Artık Merkür’ün Neden Karanlık Olduğunu Biliyoruz

0
6214
ssoxkh9xiyae93egtljh
ssoxkh9xiyae93egtljh

Merkür’le ilgili gökbilimcilerin kafasını kurcalayan bir şey var: Merkür çok karanlık. Daha az demire sahip olmasına rağmen Ay’dan bile daha karanlık. Ama sonunda, bilim insanları sırrı çözdü ve keşifleri Güneş Sistemi’nin en içteki gezegeni ile ilgili etkileyici geçmişine ışık tutuyor.

Merkür, taş renkli ve karbon bazlı grafit ile kaplı. Dahası, Nature Geoscience’da yayınlanan çalışmalara göre, Merkür’ün üzerindeki grafit arazileri, antik bir lav okyanusunun sebep olduğu kalın bir karbon kabuğunun açıkta kalan kalıntıları olabilir.

John Hopkins Üniversitesi Uygulamalı Fizik Laboratuvar’ından ve çalışmanın başyazarı gökbilimci Patrick Peplowski, “Bu çok büyük bir sürprizdi. Soru şu ki: eğer karbon kalıntıları sadece Merkür’de var ve diğer gezegenlerde yoksa, nasıl bir süreç bu kadar karbonu biriktirmiş olabilir?” dedi.

Bilim insanları bir sene önce Merkür’deki karanlığın sebebinin, tipik faktörler olan demir ve titanyum değil de karbon olabileceğini söylemişlerdi. Gökbilimcileri simülasyonlarla gösterdi ki, Güneş Sistemi’nin ilk zamanlarında grafit bakımından zengin göktaşları Merkür’e yağmış olabilir.

Eşyazar ve MESSENGER görevinde Yardımcı Baş Araştırmacı Larry Nittler’in konuyla ilgili şu açıklamada bulundu:

“Karbon salınımını çözümlemek için MESSENGER’in Nötron Spektrometre’sini kullandık ve bunun Merkür’deki en karanlık materyalle ilişkili olduğunu gördük. Bu materyal büyük bir olasılıkla kabuğun diplerinden ortaya çıkıyor.”
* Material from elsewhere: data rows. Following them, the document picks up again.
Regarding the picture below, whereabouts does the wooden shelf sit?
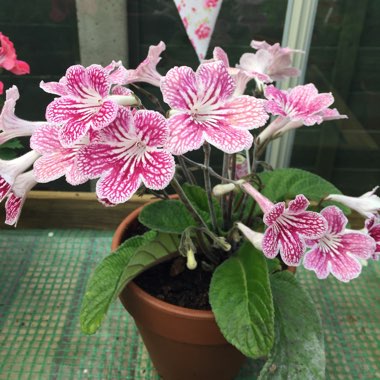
[0,191,152,230]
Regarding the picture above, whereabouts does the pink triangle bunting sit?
[174,0,223,61]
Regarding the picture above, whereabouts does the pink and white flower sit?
[242,183,326,266]
[0,86,46,145]
[41,65,136,147]
[5,170,37,227]
[0,150,39,202]
[161,61,268,155]
[264,83,334,125]
[78,107,175,204]
[30,124,89,186]
[238,40,302,84]
[126,41,166,87]
[365,216,380,260]
[0,32,30,75]
[303,206,375,282]
[325,186,380,218]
MESSENGER görevinin son günlerinde yapılan alçak rakımlı uçuşlarda toplanılan grafit verileri, Merkür’ün yüzeyinin Güneş Sistemi’ndeki diğer taşlı gezegenlerden çok daha fazla karbona sahip olduğunu gösterdi. MESSENGER’ın verileri aynı zamanda karbonun göktaşı kaynaklı değil de gezegenin kendisinden kaynaklı olduğu bilgisiyle daha uyumlu. Merkür gençken ve şimdi olduğundan daha sıcakken, yüzeyi magma ile kaplıydı.
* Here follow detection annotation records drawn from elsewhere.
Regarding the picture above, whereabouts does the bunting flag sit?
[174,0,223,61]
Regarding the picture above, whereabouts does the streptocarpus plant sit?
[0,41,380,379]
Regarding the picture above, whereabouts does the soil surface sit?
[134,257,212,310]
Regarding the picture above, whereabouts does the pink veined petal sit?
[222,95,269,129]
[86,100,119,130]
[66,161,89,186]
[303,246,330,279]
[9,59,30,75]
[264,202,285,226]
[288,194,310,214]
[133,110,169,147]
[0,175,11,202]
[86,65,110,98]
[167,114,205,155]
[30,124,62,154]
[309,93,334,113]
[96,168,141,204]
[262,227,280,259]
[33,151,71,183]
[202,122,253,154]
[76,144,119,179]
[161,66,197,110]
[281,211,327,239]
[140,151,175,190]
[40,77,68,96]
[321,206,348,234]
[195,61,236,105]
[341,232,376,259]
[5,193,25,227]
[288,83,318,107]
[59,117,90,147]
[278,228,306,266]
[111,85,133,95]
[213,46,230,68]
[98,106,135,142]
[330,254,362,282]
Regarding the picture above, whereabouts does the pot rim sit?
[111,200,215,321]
Merkür’ün tarihini daha yeni keşfediyoruz

Makalenin yazarlarına göre, grafit magma okyanusundan kristalleşip şimdilerde gezegenin yüzeyinde bulunan ve gökcisimlerinin etkisiyle ortaya çıkmış ilkel kabuğu oluşturdu. Bu araştırma, sadece iki uzay aracıyla ziyaret ettiğimiz, Güneş Sistemi’nin en küçük gezegeniyle ilgili ne kadar az bilgiye sahip olduğumuzu gözler önüne seriyor. Merkür 3 milyar mil (4,8 milyar km) yakınımızda durmasına rağmen, bize Plüton’dan çok daha yabancı bir gezegen. Fakat bu ufak gezegenden öğreneceğimiz şeyler, bulmayı beklediğimiz başka dünyalara ışık tutabilir.
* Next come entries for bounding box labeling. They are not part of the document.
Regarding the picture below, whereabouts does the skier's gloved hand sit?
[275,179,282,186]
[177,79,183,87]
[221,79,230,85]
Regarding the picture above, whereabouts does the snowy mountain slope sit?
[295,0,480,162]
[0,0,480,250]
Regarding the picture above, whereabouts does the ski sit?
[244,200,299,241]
“Hala Dünya-Ay sisteminin nasıl oluştuğuyla ilgili sayısız görevle edindiğimiz bilgileri yeniden gözden geçirip düzeltiyoruz. Merkür’ün erken tarihini anladığımızı düşünmek gerçekten safça olur”  diyor Peplowski.

“MESSENGER büyük bir veri yığını ile eve döndü ve henüz sadece küçük bir parçasına bakabildik. Yıllarca içinden çıkarmayı sürdüreceğimiz zengin bir bilgi deposu bulacağımızı düşünüyorum.”